Se quedaron vistiendo un aspecto más bien herido, como hace la gente que acaba de recibir una diatriba de varios minutos. Nadie dijo nada hasta que Dosflores susurró:
—Se pone así a menudo, sabéis. Y luego hace algo muy valiente.
Rincewind soltó un bufido.
Había otro guardia muerto en lo alto de las escaleras. Al parecer la muerte repentina se estaba contagiando mucho.
Y había un fardo de espadas apoyado en la pared. Con un pergamino atado.
—El Gran Hechicero nos ha enseñado la salida solamente dos minutos y ya tenemos suerte adicional —dijo Flor de Loto.
—No toquéis las espadas —dijo Rincewind.
—Pero supongamos que vemos a más guardias. ¿No tenemos que resistir frente a ellos hasta la última gota de nuestra sangre? —preguntó Mariposa.
Rincewind se quedó impasible.
—No. Corred.
—Ah, sí —dijo Dosflores—. Y vivid para luchar otro día. Es un dicho de Ankh-Morpork.

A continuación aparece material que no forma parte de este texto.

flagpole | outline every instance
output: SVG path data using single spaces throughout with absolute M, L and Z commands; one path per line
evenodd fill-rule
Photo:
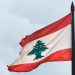
M 75 75 L 75 30 L 74 30 L 74 3 L 71 4 L 71 24 L 72 24 L 72 75 Z

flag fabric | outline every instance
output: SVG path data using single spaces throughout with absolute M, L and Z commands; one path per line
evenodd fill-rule
M 70 61 L 71 14 L 23 38 L 20 45 L 20 56 L 9 71 L 28 72 L 45 62 Z

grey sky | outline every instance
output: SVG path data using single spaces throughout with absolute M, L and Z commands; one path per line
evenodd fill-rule
M 71 75 L 71 62 L 50 62 L 28 73 L 12 73 L 8 64 L 19 55 L 19 41 L 70 12 L 75 0 L 0 0 L 0 75 Z

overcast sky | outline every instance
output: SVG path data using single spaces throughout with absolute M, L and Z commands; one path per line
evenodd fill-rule
M 71 75 L 71 62 L 50 62 L 27 73 L 9 72 L 20 40 L 70 12 L 75 0 L 0 0 L 0 75 Z

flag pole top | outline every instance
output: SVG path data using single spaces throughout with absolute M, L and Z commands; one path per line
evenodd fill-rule
M 74 11 L 74 3 L 73 3 L 73 1 L 71 3 L 71 11 Z

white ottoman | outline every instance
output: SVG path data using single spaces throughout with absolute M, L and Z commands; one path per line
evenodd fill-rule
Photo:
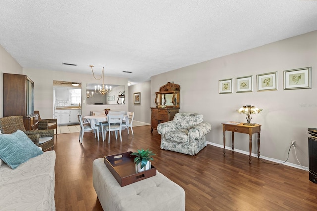
M 158 171 L 121 187 L 102 158 L 93 163 L 93 184 L 105 211 L 185 211 L 184 189 Z

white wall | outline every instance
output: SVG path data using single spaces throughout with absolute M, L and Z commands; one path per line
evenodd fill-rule
M 246 105 L 262 108 L 260 114 L 251 115 L 251 122 L 262 125 L 261 155 L 286 160 L 291 140 L 295 140 L 298 159 L 308 166 L 307 128 L 317 127 L 317 58 L 315 31 L 157 75 L 151 78 L 151 106 L 155 106 L 155 92 L 173 81 L 181 87 L 180 112 L 203 114 L 212 125 L 207 140 L 222 145 L 221 123 L 246 121 L 246 116 L 236 109 Z M 307 67 L 312 69 L 311 89 L 283 90 L 283 71 Z M 275 71 L 278 90 L 257 92 L 256 75 Z M 253 92 L 236 93 L 235 78 L 251 75 Z M 219 94 L 219 80 L 228 78 L 233 78 L 233 93 Z M 231 146 L 231 132 L 226 137 L 226 146 Z M 253 153 L 257 152 L 256 140 L 254 134 Z M 235 149 L 248 152 L 248 135 L 235 133 Z M 288 162 L 298 164 L 293 150 Z
M 150 81 L 141 83 L 129 87 L 129 111 L 134 112 L 134 120 L 143 122 L 150 123 L 151 105 L 151 82 Z M 133 93 L 140 92 L 140 105 L 134 105 L 133 101 Z M 127 101 L 126 101 L 126 103 Z
M 3 117 L 3 73 L 22 74 L 22 68 L 0 45 L 0 118 Z
M 102 110 L 105 108 L 128 111 L 127 103 L 125 105 L 95 105 L 86 104 L 86 102 L 84 103 L 83 101 L 86 101 L 86 84 L 96 82 L 92 74 L 28 68 L 23 68 L 23 74 L 34 82 L 34 109 L 40 111 L 41 117 L 43 119 L 53 117 L 53 80 L 81 82 L 83 116 L 89 115 L 91 110 Z M 124 85 L 125 92 L 128 92 L 127 78 L 106 77 L 105 80 L 111 84 Z M 129 96 L 126 97 L 126 102 L 128 102 Z

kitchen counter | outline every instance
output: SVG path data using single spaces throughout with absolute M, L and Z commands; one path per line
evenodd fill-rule
M 67 107 L 56 107 L 56 110 L 71 110 L 76 109 L 81 109 L 81 107 L 78 106 L 67 106 Z

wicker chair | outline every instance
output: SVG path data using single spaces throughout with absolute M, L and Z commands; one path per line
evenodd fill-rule
M 42 119 L 40 116 L 40 111 L 35 110 L 34 113 L 39 115 L 39 130 L 56 130 L 57 135 L 57 119 Z
M 0 118 L 0 129 L 4 134 L 11 134 L 18 130 L 22 130 L 34 144 L 42 147 L 43 151 L 50 148 L 54 149 L 54 130 L 25 130 L 22 116 Z M 42 143 L 46 140 L 48 141 Z

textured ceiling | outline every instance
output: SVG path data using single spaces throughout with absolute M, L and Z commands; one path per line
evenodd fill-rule
M 1 0 L 0 7 L 1 45 L 23 68 L 90 74 L 90 65 L 104 66 L 105 76 L 133 84 L 317 30 L 316 1 Z

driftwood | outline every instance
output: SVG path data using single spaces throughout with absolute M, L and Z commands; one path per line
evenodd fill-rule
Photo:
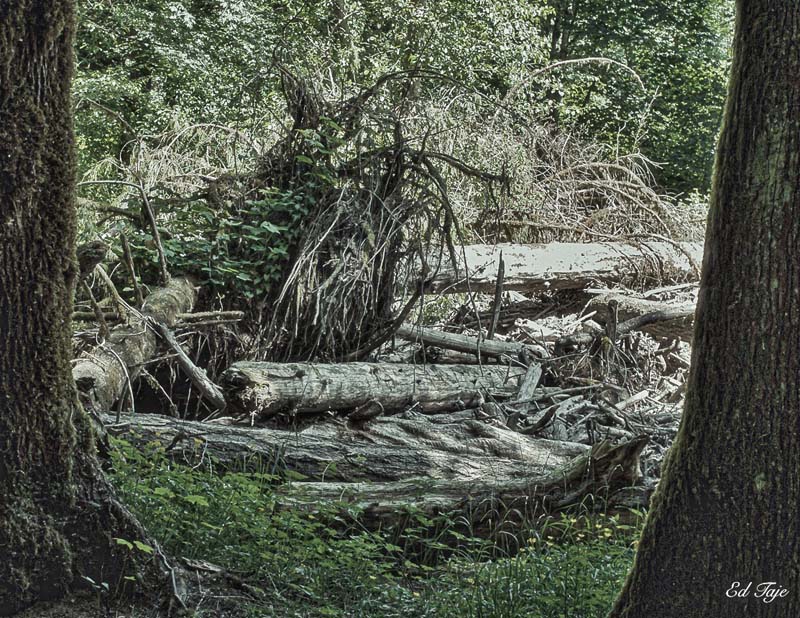
M 617 319 L 628 322 L 634 318 L 649 316 L 636 323 L 631 330 L 641 330 L 654 337 L 669 337 L 691 341 L 694 328 L 694 301 L 667 302 L 637 298 L 627 294 L 609 293 L 592 299 L 587 311 L 597 311 L 595 319 L 608 320 L 609 302 L 617 303 Z M 633 323 L 631 323 L 633 325 Z
M 147 297 L 142 317 L 111 330 L 108 340 L 75 361 L 72 375 L 84 408 L 99 413 L 130 391 L 142 363 L 156 351 L 156 334 L 147 319 L 172 325 L 178 313 L 191 309 L 195 290 L 191 281 L 176 278 Z
M 580 290 L 598 281 L 631 284 L 697 280 L 703 257 L 702 243 L 501 244 L 470 245 L 463 250 L 458 272 L 443 263 L 427 282 L 429 291 L 492 293 L 501 251 L 503 288 L 522 292 Z
M 653 311 L 652 313 L 645 313 L 644 315 L 630 318 L 625 322 L 615 324 L 612 328 L 614 331 L 613 336 L 609 335 L 609 337 L 616 340 L 618 337 L 627 335 L 632 331 L 650 328 L 651 334 L 656 334 L 657 336 L 661 337 L 685 337 L 686 333 L 689 333 L 687 339 L 691 340 L 691 330 L 687 330 L 691 329 L 691 322 L 689 322 L 688 326 L 685 324 L 685 322 L 693 319 L 693 317 L 694 306 L 675 306 L 659 311 Z M 661 324 L 665 323 L 679 324 L 679 327 L 675 329 L 670 329 L 669 327 L 659 328 Z M 606 322 L 605 332 L 608 332 L 608 330 L 609 322 Z M 603 335 L 604 331 L 599 331 L 597 333 L 577 333 L 575 335 L 565 335 L 556 341 L 555 349 L 557 353 L 560 353 L 567 348 L 588 345 Z
M 613 446 L 601 442 L 565 466 L 506 481 L 491 479 L 410 479 L 387 483 L 292 483 L 284 508 L 315 511 L 321 503 L 339 501 L 355 508 L 368 528 L 401 523 L 408 511 L 428 516 L 460 514 L 475 535 L 497 532 L 498 522 L 515 524 L 587 499 L 604 508 L 646 505 L 649 490 L 635 487 L 639 455 L 648 438 L 640 436 Z M 619 493 L 619 497 L 618 494 Z
M 220 383 L 232 409 L 254 415 L 351 410 L 378 401 L 386 411 L 474 408 L 507 399 L 524 368 L 498 365 L 235 363 Z
M 517 359 L 528 355 L 538 358 L 547 356 L 547 351 L 541 346 L 517 343 L 514 341 L 495 341 L 493 339 L 478 340 L 476 337 L 445 333 L 433 328 L 414 326 L 401 326 L 397 329 L 397 336 L 407 341 L 420 342 L 425 345 L 438 346 L 456 352 L 480 354 L 495 358 L 510 357 Z
M 442 415 L 445 416 L 445 415 Z M 143 446 L 160 443 L 175 460 L 191 465 L 292 471 L 311 480 L 398 481 L 432 476 L 507 482 L 544 474 L 589 450 L 582 444 L 531 439 L 472 419 L 452 422 L 405 413 L 368 425 L 315 423 L 300 432 L 178 421 L 150 414 L 125 415 L 109 432 Z M 462 418 L 466 416 L 467 418 Z

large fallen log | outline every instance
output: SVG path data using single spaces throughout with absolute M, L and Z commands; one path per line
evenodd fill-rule
M 691 341 L 694 330 L 695 301 L 659 301 L 637 298 L 627 294 L 612 292 L 592 299 L 586 307 L 587 311 L 597 311 L 595 320 L 605 324 L 609 319 L 609 303 L 616 303 L 617 321 L 628 322 L 634 318 L 642 318 L 648 314 L 658 314 L 659 320 L 642 323 L 635 330 L 654 337 L 679 338 Z
M 466 413 L 462 413 L 466 414 Z M 161 444 L 181 463 L 285 471 L 312 480 L 439 479 L 509 481 L 542 474 L 589 450 L 532 439 L 473 419 L 442 423 L 439 415 L 406 413 L 368 425 L 315 423 L 303 431 L 238 427 L 135 414 L 104 418 L 109 431 L 137 446 Z
M 147 319 L 171 326 L 179 313 L 192 308 L 194 297 L 191 281 L 172 279 L 147 297 L 141 317 L 136 316 L 129 325 L 113 328 L 107 341 L 76 359 L 72 376 L 85 409 L 100 413 L 113 407 L 130 388 L 138 368 L 156 351 L 156 333 Z
M 474 408 L 519 390 L 524 368 L 389 363 L 234 363 L 220 379 L 231 409 L 254 415 L 350 410 L 377 401 L 385 411 Z
M 457 252 L 457 272 L 443 263 L 427 289 L 440 294 L 493 292 L 501 251 L 503 287 L 521 292 L 580 290 L 598 281 L 631 287 L 637 282 L 697 280 L 703 258 L 702 243 L 470 245 L 463 254 Z
M 640 478 L 641 436 L 616 446 L 604 441 L 560 469 L 496 481 L 410 479 L 390 483 L 292 483 L 284 489 L 284 508 L 315 511 L 320 504 L 346 503 L 359 522 L 376 529 L 401 523 L 408 512 L 457 514 L 474 535 L 497 533 L 501 526 L 532 520 L 543 513 L 581 504 L 624 508 L 646 505 L 649 489 L 631 488 Z M 616 502 L 619 494 L 619 503 Z

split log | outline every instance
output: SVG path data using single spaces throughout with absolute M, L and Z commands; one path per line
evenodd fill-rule
M 513 397 L 524 368 L 388 363 L 234 363 L 220 379 L 232 409 L 255 415 L 351 410 L 378 401 L 386 411 L 474 408 L 485 396 Z
M 598 281 L 627 283 L 629 287 L 635 282 L 696 281 L 703 258 L 702 243 L 500 244 L 463 249 L 458 272 L 452 265 L 442 264 L 439 273 L 428 281 L 429 291 L 493 292 L 501 251 L 504 289 L 522 292 L 580 290 Z
M 465 414 L 465 413 L 462 413 Z M 136 414 L 109 432 L 137 446 L 159 443 L 174 460 L 193 466 L 285 471 L 312 480 L 398 481 L 498 479 L 543 474 L 589 450 L 569 442 L 531 439 L 474 419 L 441 423 L 439 416 L 406 413 L 366 426 L 324 422 L 299 432 Z
M 480 354 L 495 358 L 525 358 L 528 353 L 533 357 L 545 358 L 548 354 L 542 346 L 518 343 L 516 341 L 495 341 L 494 339 L 478 340 L 477 337 L 445 333 L 433 328 L 403 325 L 397 329 L 397 336 L 407 341 L 420 342 L 425 345 L 438 346 L 456 352 Z
M 178 313 L 189 311 L 195 290 L 191 281 L 172 279 L 154 290 L 141 309 L 141 316 L 128 326 L 111 330 L 108 340 L 75 361 L 72 375 L 84 408 L 95 414 L 110 410 L 130 389 L 138 367 L 156 351 L 156 334 L 147 319 L 172 325 Z
M 401 523 L 406 513 L 463 515 L 476 535 L 497 533 L 497 526 L 514 526 L 583 503 L 594 497 L 613 509 L 617 492 L 624 508 L 636 505 L 631 488 L 641 477 L 639 455 L 648 438 L 619 444 L 604 441 L 557 470 L 507 481 L 410 479 L 389 483 L 292 483 L 283 508 L 315 511 L 320 504 L 343 502 L 353 507 L 359 522 L 370 529 Z M 639 506 L 649 491 L 639 488 Z

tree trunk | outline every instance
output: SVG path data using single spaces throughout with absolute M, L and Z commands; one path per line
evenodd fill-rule
M 800 614 L 800 4 L 737 13 L 683 421 L 614 618 Z
M 501 251 L 503 287 L 520 292 L 581 290 L 597 281 L 641 287 L 696 280 L 695 266 L 703 257 L 700 243 L 470 245 L 459 255 L 458 272 L 443 264 L 428 282 L 430 291 L 493 292 Z
M 141 538 L 99 470 L 70 371 L 73 3 L 0 8 L 0 615 L 120 592 L 113 537 Z
M 192 466 L 213 457 L 215 466 L 263 470 L 266 464 L 275 466 L 276 474 L 291 470 L 317 481 L 428 476 L 502 483 L 552 471 L 589 450 L 494 427 L 474 420 L 471 412 L 442 417 L 412 412 L 363 426 L 315 423 L 295 432 L 135 414 L 109 431 L 138 446 L 162 444 L 174 460 Z M 114 422 L 110 416 L 105 420 Z
M 561 468 L 513 479 L 291 483 L 283 490 L 281 506 L 315 511 L 319 504 L 345 502 L 359 511 L 359 523 L 373 530 L 401 523 L 408 512 L 415 512 L 456 516 L 469 522 L 471 536 L 519 533 L 521 522 L 577 504 L 588 506 L 587 497 L 609 510 L 615 500 L 624 508 L 645 506 L 649 492 L 635 484 L 646 444 L 644 436 L 616 446 L 604 441 Z
M 178 277 L 147 297 L 142 315 L 171 326 L 193 303 L 192 283 Z M 110 410 L 125 394 L 129 380 L 136 379 L 138 368 L 155 354 L 157 343 L 147 320 L 135 320 L 130 326 L 114 328 L 106 343 L 77 359 L 72 375 L 83 406 L 98 414 Z
M 253 414 L 351 410 L 376 401 L 387 412 L 474 408 L 486 394 L 516 394 L 525 370 L 498 365 L 234 363 L 222 374 L 228 404 Z

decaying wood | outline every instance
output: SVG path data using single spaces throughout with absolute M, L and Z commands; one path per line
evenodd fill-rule
M 433 328 L 423 328 L 403 325 L 397 329 L 397 336 L 407 341 L 438 346 L 456 352 L 480 354 L 496 358 L 508 357 L 517 359 L 520 355 L 530 353 L 534 357 L 544 358 L 546 350 L 541 346 L 517 343 L 514 341 L 495 341 L 493 339 L 478 340 L 476 337 L 445 333 Z
M 623 335 L 627 335 L 634 330 L 644 330 L 645 327 L 654 326 L 661 323 L 679 323 L 680 326 L 678 327 L 678 333 L 676 334 L 674 331 L 669 329 L 656 330 L 655 332 L 658 333 L 659 336 L 662 337 L 676 337 L 676 336 L 683 336 L 685 335 L 686 326 L 684 325 L 684 321 L 693 319 L 694 317 L 694 306 L 677 306 L 677 307 L 670 307 L 668 309 L 663 309 L 659 311 L 653 311 L 652 313 L 646 313 L 644 315 L 639 315 L 633 317 L 625 322 L 622 322 L 616 326 L 614 339 L 617 337 L 621 337 Z M 588 345 L 592 343 L 597 337 L 602 336 L 603 331 L 598 333 L 577 333 L 575 335 L 566 335 L 564 337 L 559 338 L 556 341 L 556 351 L 564 350 L 568 347 L 572 346 L 580 346 L 580 345 Z M 653 331 L 651 331 L 653 334 Z M 683 334 L 683 335 L 681 335 Z M 691 339 L 691 337 L 689 337 Z
M 156 335 L 147 325 L 147 318 L 172 325 L 178 313 L 191 309 L 194 296 L 191 281 L 172 279 L 147 297 L 142 317 L 135 317 L 130 325 L 113 328 L 107 341 L 75 361 L 72 375 L 84 408 L 99 413 L 113 407 L 129 388 L 138 367 L 156 351 Z
M 597 311 L 596 320 L 605 322 L 608 319 L 609 302 L 617 303 L 617 315 L 620 322 L 629 322 L 634 318 L 649 316 L 631 330 L 641 330 L 655 337 L 680 338 L 692 340 L 694 329 L 694 301 L 669 302 L 637 298 L 627 294 L 608 293 L 592 299 L 587 311 Z M 633 324 L 633 323 L 631 323 Z
M 474 408 L 516 394 L 524 368 L 389 363 L 234 363 L 220 379 L 232 409 L 271 416 L 352 410 L 376 400 L 389 412 Z
M 293 432 L 263 427 L 178 421 L 135 414 L 109 431 L 139 445 L 159 443 L 175 460 L 193 466 L 253 468 L 277 475 L 292 471 L 310 480 L 398 481 L 430 476 L 442 480 L 509 481 L 543 474 L 589 450 L 582 444 L 533 440 L 472 419 L 404 413 L 368 425 L 315 423 Z M 466 418 L 465 418 L 466 417 Z
M 702 243 L 500 244 L 463 249 L 461 255 L 465 259 L 458 272 L 443 263 L 438 274 L 428 281 L 431 292 L 493 292 L 501 251 L 504 289 L 523 292 L 580 290 L 598 281 L 631 285 L 696 280 L 695 266 L 703 257 Z
M 192 381 L 192 384 L 194 384 L 195 388 L 197 388 L 202 397 L 211 404 L 214 410 L 224 410 L 226 404 L 225 395 L 223 395 L 222 390 L 211 380 L 209 380 L 205 370 L 201 369 L 192 362 L 181 344 L 178 343 L 178 340 L 175 338 L 175 335 L 169 329 L 169 327 L 152 319 L 149 320 L 148 323 L 153 326 L 161 338 L 167 343 L 172 351 L 175 352 L 178 357 L 178 364 L 181 366 L 183 372 Z
M 408 511 L 428 516 L 461 514 L 472 534 L 497 532 L 498 522 L 515 524 L 545 512 L 580 504 L 592 496 L 613 508 L 621 492 L 625 507 L 636 500 L 631 487 L 640 478 L 639 455 L 648 438 L 640 436 L 613 446 L 604 441 L 557 470 L 531 473 L 506 481 L 492 479 L 410 479 L 386 483 L 292 483 L 284 507 L 314 511 L 321 503 L 344 502 L 359 512 L 368 528 L 402 522 Z M 647 492 L 640 488 L 639 507 Z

Rincewind siempre había dado por hecho que el propósito de huir era ser capaz de huir otro día.
—Sin embargo —dijo—, la gente no suele encontrarse con que les abren misteriosamente la salida de la cárcel dejándoles un montón de armas a mano y con todos los guardias fuera de combate. ¿No se os ha ocurrido?
—¡Y con un mapa! —añadió Mariposa.
Le brillaron los ojos. Mostró el pergamino a los demás.
—¿Es un mapa de cómo salir?
—¡No! ¡De cómo llegar a los aposentos del emperador! ¡Mirad, lo han señalado! ¡A veces Hierba hablaba de esto! ¡Debe de estar en el palacio! ¡Tenemos que asesinar al emperador!
—¡Más suerte! —dijo Dosflores—. Pero un momento, mira, estoy seguro de que si habláramos con él…
—¿Es que no habéis estado escuchando? ¡No vamos a ver al emperador! —siseó Rincewind—. ¿No se os ocurre que los guardias nunca se pasan a sí mismos por la espada? ¿Y que las celdas no se abren de repente? La gente no se encuentra espadas tan a mano cuando las necesita y de verdad, os lo aseguro, no se encuentra mapas que digan: «¡Por aquí, amigos!». Y de todos modos, no se puede hablar con alguien a quien solo le falta el pan de gamba para ser un Menú A para Dos Personas.
—No —dijo Mariposa—. Tenemos que aprovechar esta oportunidad.
—¡Habrá muchos guardias!
—Bueno, Gran Hechicero, vais a tener que formular muchos deseos.
—¿Creéis que puedo chasquear los dedos así y todos los guardias se van a caer muertos? ¡Ja! ¡Ojalá lo hicieran!
—Estos dos de aquí fuera lo han hecho —informó Flor de Loto desde la entrada a las mazmorras. Ya antes había estado sobrecogida ante Rincewind, pero ahora parecía aterrorizada de verdad.
—¡Coincidencia!
—Seamos serios —dijo Mariposa—. Tenemos un simpatizante en el palacio. ¡Tal vez sea gente que está arriesgando sus vidas continuamente! Sabemos que algunos de los eunucos están de nuestro lado.
—Supongo que no les queda nada que perder.
—¿Tenéis una idea mejor, Gran Hechicero?
—Sí. De vuelta a las celdas.
—¿Qué?
—Esto huele a chamusquina. ¿De verdad queréis matar al emperador? O sea, ¿de verdad?
Mariposa vaciló.
—Hemos hablado de ello a menudo. Dos Fuego Hierba dijo que si podíamos asesinar al emperador encenderíamos la antorcha de la libertad…
—Sí. Seríais vosotros, que arderíais. Mirad, volvamos a las celdas. Son el lugar más seguro. Os encerraré y… me pondré a explorar.
—Es una sugerencia muy valiente —dijo Dosflores—. Y típica de este hombre —añadió con orgullo.
Mariposa le dedicó a Rincewind una mirada que él había aprendido a temer.
—Sí que es buena idea —dijo—. Y yo le acompañaré.
—Oh, pero es que seguro que será… muy peligroso —dijo Rincewind a toda prisa.
—Nada malo podrá ocurrirme si estoy con el Gran Hechicero —dijo Mariposa.
—Muy cierto. Muy cierto —dijo Dosflores—. A mí no me pasó nada malo, eso es verdad.